- Directed by: Dan Krauss; Paul Haggis;
- Produced by: Rupert Maconick; Paul Haggis; Dan Krauss; Brendan Gaul; Guru Gowrappan; Hayley Pappas;
- Cinematography: Drew Eckmann
- Edited by: Christopher Dillon
- Music by: Justin Melland
- Distributed by: RYOT
- Release date: November 4, 2018 (SFFILM);
- Running time: 94 minutes
- Country: United States
- Language: English

= 5B (film) =

American documentary show film

5B is a 2018 American documentary film directed by Dan Krauss and Paul Haggis about the efforts of a group of nurses and caregivers who opened the first AIDS ward in the world at San Francisco General Hospital and changed the way patients were cared for in the 1980s AIDS epidemic.

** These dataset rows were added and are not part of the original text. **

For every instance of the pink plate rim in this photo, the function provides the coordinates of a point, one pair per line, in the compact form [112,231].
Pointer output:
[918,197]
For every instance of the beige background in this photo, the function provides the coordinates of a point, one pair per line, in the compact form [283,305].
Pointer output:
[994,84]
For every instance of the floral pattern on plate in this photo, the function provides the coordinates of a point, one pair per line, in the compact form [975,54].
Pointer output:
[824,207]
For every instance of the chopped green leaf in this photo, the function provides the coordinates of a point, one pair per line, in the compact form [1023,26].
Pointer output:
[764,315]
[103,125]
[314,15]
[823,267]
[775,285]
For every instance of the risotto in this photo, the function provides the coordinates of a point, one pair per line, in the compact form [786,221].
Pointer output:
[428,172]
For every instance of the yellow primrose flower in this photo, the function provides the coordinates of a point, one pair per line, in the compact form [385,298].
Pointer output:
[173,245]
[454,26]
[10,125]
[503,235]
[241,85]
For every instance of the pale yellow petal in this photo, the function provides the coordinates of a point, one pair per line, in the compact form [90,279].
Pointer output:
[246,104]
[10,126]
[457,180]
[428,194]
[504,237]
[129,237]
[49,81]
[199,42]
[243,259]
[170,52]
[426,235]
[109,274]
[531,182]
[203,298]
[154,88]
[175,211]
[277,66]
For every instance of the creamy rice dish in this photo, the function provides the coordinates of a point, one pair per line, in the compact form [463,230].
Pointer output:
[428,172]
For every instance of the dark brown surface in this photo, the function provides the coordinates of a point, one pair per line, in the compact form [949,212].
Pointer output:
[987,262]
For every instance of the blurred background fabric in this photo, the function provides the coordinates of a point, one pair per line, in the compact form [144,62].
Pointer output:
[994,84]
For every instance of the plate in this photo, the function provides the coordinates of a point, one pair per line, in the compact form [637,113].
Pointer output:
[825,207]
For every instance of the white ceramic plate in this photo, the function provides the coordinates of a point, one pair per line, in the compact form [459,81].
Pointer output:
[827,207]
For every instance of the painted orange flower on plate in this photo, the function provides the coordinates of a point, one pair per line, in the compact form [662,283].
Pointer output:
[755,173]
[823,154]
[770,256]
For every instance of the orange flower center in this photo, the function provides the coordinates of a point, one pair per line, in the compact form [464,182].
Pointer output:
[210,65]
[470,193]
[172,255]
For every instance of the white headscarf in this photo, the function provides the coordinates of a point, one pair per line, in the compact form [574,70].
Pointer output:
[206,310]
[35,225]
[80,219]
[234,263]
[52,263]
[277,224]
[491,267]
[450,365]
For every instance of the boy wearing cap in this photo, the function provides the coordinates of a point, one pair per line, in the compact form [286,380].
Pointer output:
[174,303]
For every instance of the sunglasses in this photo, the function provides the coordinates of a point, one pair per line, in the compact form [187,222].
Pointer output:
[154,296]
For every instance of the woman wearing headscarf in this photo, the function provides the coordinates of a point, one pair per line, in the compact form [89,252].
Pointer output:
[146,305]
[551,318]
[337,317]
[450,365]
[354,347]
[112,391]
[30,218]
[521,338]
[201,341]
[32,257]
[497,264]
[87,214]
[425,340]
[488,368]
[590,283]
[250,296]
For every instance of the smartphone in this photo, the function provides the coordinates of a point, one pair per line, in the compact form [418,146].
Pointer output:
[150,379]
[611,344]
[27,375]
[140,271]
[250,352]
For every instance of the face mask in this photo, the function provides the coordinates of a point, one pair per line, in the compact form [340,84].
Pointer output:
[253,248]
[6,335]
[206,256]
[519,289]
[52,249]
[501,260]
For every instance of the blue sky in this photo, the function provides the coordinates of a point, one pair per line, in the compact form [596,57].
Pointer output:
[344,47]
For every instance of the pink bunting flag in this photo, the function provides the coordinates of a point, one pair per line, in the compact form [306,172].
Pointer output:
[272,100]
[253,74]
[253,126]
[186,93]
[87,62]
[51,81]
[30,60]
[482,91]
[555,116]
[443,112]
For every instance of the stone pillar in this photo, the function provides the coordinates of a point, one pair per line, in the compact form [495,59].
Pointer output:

Verizon Media, with the help of Johnson & Johnson and Academy Award winner Julianne Moore, announced during its Newfront event in New York City on April 30, 2019, that it had acquired and planned to release the documentary.

The film first premiered at the 2018 San Francisco Doc Stories film festival and was later screened at the 2019 Cannes Film Festival on May 16, 2019, and at LA Pride on June 7, 2019. It was released nationwide June 14, 2019 in select theaters, presented by RYOT, a Verizon Media company.

==Plot summary==

5B is the inspirational story celebrating the nurses and caregivers of the first AIDS ward unit in the United States. It is told through first-person testimony of nurses and caregivers of Ward 5B in 1983 at San Francisco General Hospital, as well as the testimonies of patients, loved ones, and staff who volunteered to create care practices based in humanity and holistic well-being during an uncertain period of American history.

==Reception==
David Rooney wrote in The Hollywood Reporter: "As much as 5B is defined by the still-resonating sorrow of so many deaths, and the conflicted feelings of survivors from decimated communities left with few friends their own age, it's also an uplifting film about profound human decency and generosity of spirit." Guy Lodge of Variety called the film a "straight-for-the-tear-ducts documentary, which seeks first-hand inspiration and optimism amid the wreckage of an unavoidably bleak chapter in recent American history."

==Cast==
- Alison Moed Paolercio
- Cliff Morrison
- David Denmark
- Mary Magee
- Sasha Cuttler
- Guy Vandenberg
- Dr. Paul Volberding
- Dr. Lorraine Day
- Rita Rockett
- Hank Plante
- Steve Williams
- Mary Asbury
- Leah Cleveland
- Harry Breaux
- George Kelly

==Release==
5B was featured and was the closing film at the San Francisco Doc Stories 2018 film festival. The film premiered at the 2019 Cannes Film Festival on May 16, 2019, was set for American premiere at Los Angeles Pride on June 7, 2019, and released nationwide on June 14, 2019, in select theaters. At the Cannes Lions awards in 2019, it won a Grand Prix Award in Entertainment, with Jury President Scott Donaton quoting: “5B is a brave idea and a beautiful story that's brilliantly crafted. It can – and will – stand as a piece of great entertainment as well as an example of bold marketing. We need more stories like this, stories that make people care, that reflect a brand's values and that point the way forward for our industry.”

Co-director and producer Paul Haggis's name was removed from the film's Cannes press materials, following allegations of rape and sexual misconduct levied against him in January 2018. His name is listed in the end credits.